The asylum was intended for the care of ‘curable lunatics’ and opened in a spirit of optimism and a progressive approach to public health. However, the reality was often much darker – as with nearly all (if not all) Irish asylums it was continually underfunded and overcrowded, with stories of mistreatment and abuse of patients throughout its history.
By 1900 it had 1,165 patients crammed into accomodation then designed to hold only 840. This overcrowding was caused by referrals (which could not legally be refused) from local workhouses keen to offload their most challenging inmates, and from families wishing to emigrate to the USA who feared that any relatives exhibiting abnormal behaviour might jeopardise the application for the entire family.

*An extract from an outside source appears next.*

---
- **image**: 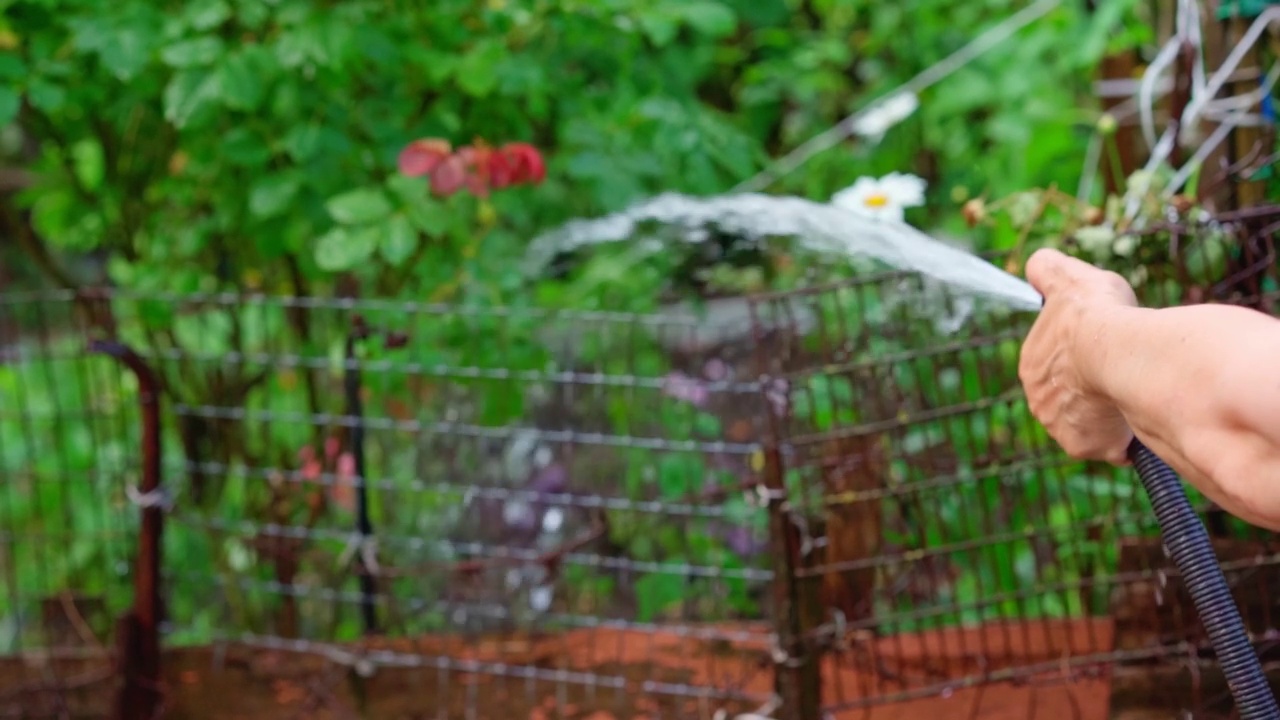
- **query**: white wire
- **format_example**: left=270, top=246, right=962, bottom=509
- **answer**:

Towards the end of the twentieth century the asylum became known as St Brigid’s hospital, reflecting an evolution in mental health treatment away from the long-term institutionalisation of patients towards more community-based therapy. The hospital was an acute psychiatric ward with only 22 beds by the time it finally closed in 2013, only months after a €2.8m revamp. The hospital and its grounds have lain disused and increasingly derelict ever since, with little apparent effort by the Health Service Executive to sell or redevelop the site.
Our Explore
At the end of our explore I flew my drone over the site – unfortunately I only had 10 minutes battery life left after other sorties earlier in the day, but managed to grab a couple of quick shots. I’ll show the other two drone photos at the end of the report as I usually try to post my shots roughly in the order I took them, but this one gives an overview of the site’s ‘X’ layout, with the staff HQ in the centre and the laundry section to the right hand side of the shot…
Once safely inside we were greeted with our first ‘classic’ asylum view of a peeling corridor replete with abandoned wheelchair…

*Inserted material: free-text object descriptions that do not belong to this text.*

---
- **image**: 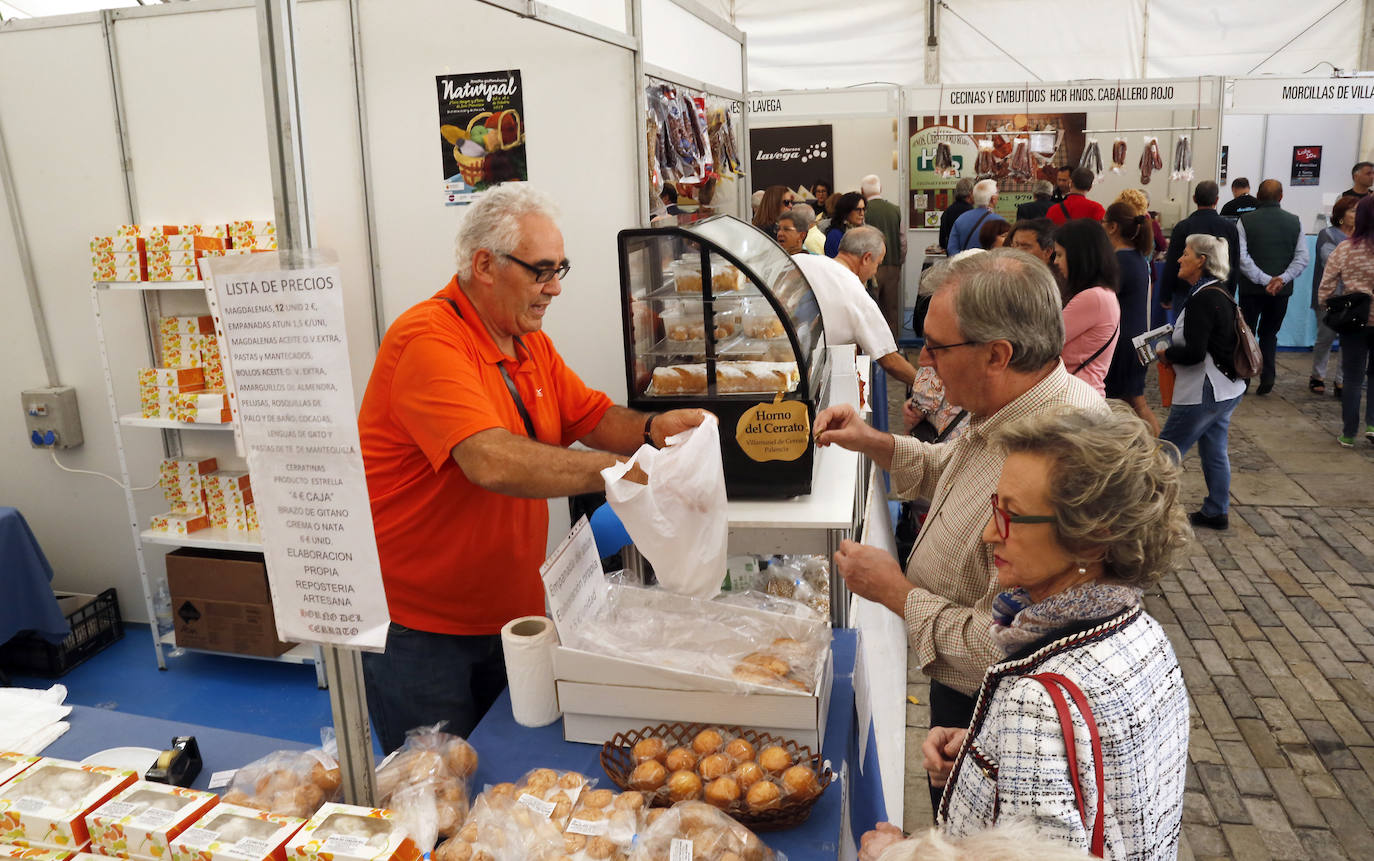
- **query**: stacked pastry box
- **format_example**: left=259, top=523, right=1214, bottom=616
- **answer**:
left=0, top=757, right=137, bottom=852
left=167, top=804, right=302, bottom=861
left=151, top=457, right=216, bottom=536
left=90, top=221, right=277, bottom=284
left=206, top=470, right=257, bottom=534
left=84, top=781, right=218, bottom=861
left=227, top=222, right=277, bottom=252
left=142, top=314, right=230, bottom=419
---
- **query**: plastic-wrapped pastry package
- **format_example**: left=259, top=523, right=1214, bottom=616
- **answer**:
left=759, top=556, right=831, bottom=620
left=433, top=770, right=646, bottom=861
left=559, top=585, right=830, bottom=694
left=218, top=747, right=342, bottom=819
left=627, top=801, right=782, bottom=861
left=373, top=724, right=478, bottom=847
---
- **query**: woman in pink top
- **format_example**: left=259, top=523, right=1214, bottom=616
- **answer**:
left=1052, top=219, right=1121, bottom=395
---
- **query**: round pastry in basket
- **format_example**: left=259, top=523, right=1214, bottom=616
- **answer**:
left=600, top=723, right=831, bottom=830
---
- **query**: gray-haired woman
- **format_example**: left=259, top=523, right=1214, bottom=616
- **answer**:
left=859, top=405, right=1191, bottom=859
left=1156, top=233, right=1245, bottom=531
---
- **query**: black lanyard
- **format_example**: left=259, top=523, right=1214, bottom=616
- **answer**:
left=440, top=297, right=537, bottom=439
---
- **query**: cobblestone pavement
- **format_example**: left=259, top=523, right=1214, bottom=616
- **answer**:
left=896, top=353, right=1374, bottom=859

One of the tiny isolation cells…grim.
Peeling paint asylum corridor nirvana…
One of the ward rooms was filled with these old hospital beds…

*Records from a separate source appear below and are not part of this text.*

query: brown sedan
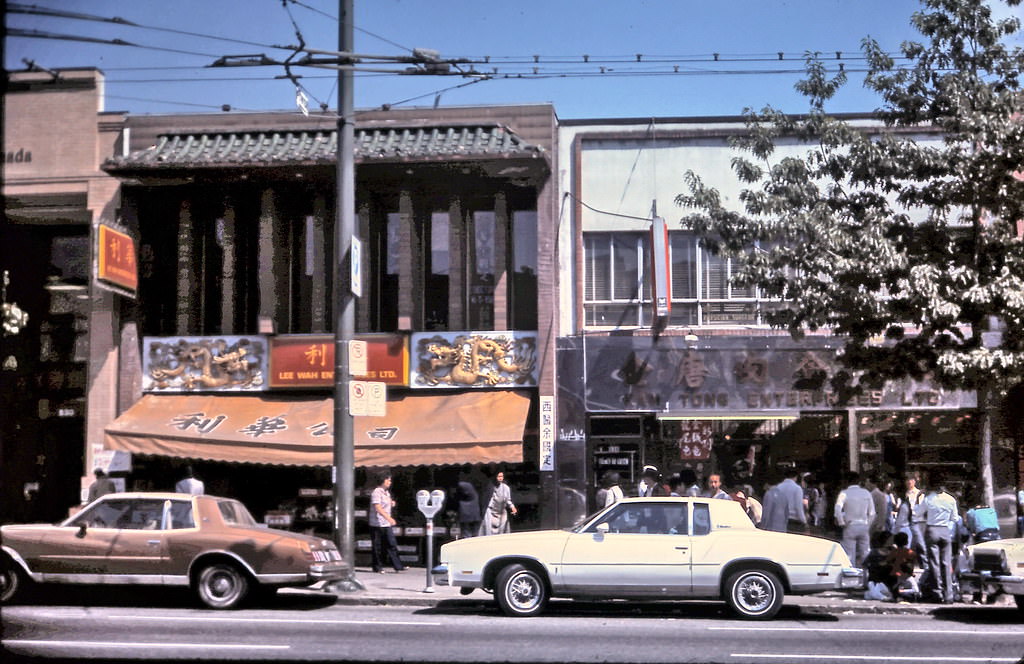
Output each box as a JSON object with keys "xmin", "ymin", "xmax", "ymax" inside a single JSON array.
[{"xmin": 0, "ymin": 492, "xmax": 346, "ymax": 609}]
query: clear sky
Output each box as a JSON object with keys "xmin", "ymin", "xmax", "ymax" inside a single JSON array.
[{"xmin": 5, "ymin": 1, "xmax": 1022, "ymax": 120}]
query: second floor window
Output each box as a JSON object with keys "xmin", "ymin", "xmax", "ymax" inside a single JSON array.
[{"xmin": 584, "ymin": 231, "xmax": 764, "ymax": 328}]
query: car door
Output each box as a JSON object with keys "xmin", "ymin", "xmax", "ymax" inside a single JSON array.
[
  {"xmin": 686, "ymin": 502, "xmax": 724, "ymax": 596},
  {"xmin": 39, "ymin": 497, "xmax": 169, "ymax": 578},
  {"xmin": 33, "ymin": 498, "xmax": 133, "ymax": 576},
  {"xmin": 559, "ymin": 502, "xmax": 691, "ymax": 596}
]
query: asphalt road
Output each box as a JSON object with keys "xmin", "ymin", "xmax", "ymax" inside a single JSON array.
[{"xmin": 3, "ymin": 590, "xmax": 1022, "ymax": 663}]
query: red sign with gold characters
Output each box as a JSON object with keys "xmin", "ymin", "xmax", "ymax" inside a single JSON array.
[
  {"xmin": 676, "ymin": 420, "xmax": 714, "ymax": 460},
  {"xmin": 97, "ymin": 224, "xmax": 138, "ymax": 294},
  {"xmin": 269, "ymin": 334, "xmax": 408, "ymax": 388}
]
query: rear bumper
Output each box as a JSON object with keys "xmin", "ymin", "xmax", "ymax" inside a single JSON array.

Some very colourful and peeling toilets – Mrs X’s favourite shot of mine from here! :O
We ended the explore in the laundry section…
We then made our way back off the site and took a few shots of the main entrance through the gates…
…and I’ll leave you with my other drone shots.
Thank you for your stay – I hope you’re feeling better now.
Adam X
9 comments
The toilet picture is really good. I could be the color that really pops for the viewers eyes. Great set!
Thanks Ken!
great report 🙂 the big mirror wasn’t smashed when i did an explore here, sadly the glass is completely gone now 🙁
Hi,
We are looking into the possible restoration of this building and conversion into an Arts & Cultural Centre.
We are wondering if we could use your photos and report and anything else you might be able to share with us?
Warmest regards
Hi Amanda – please email me details of how you’d like to use my images at info@adamxphotos.com
Thanks
Adam
Hi Amanda, I am currently an architecture student and I am doing my thesis on this building. I would like to get involved in your project. Let me know if this would be possible. Thanks
St. Brigid’s in Ballinasloe should be levelled to the ground. What happened to thousands and thousands of people, including my own father, myself and other people I know in those Irish Gulags amounted to crimes against humanity for which the Irish State must be held accountable.
Personally I would love to see the whole complex in Ballinasloe levelled to the ground. It was a prison more so than a hospital and so much injustice occurred there. People were held indefinitely without any possibility of challenging those in positions of power. The 1945 Mental Treatment Act amounted to indefinite internment without trial. I have personal knowledge of how the dirty rotten system worked.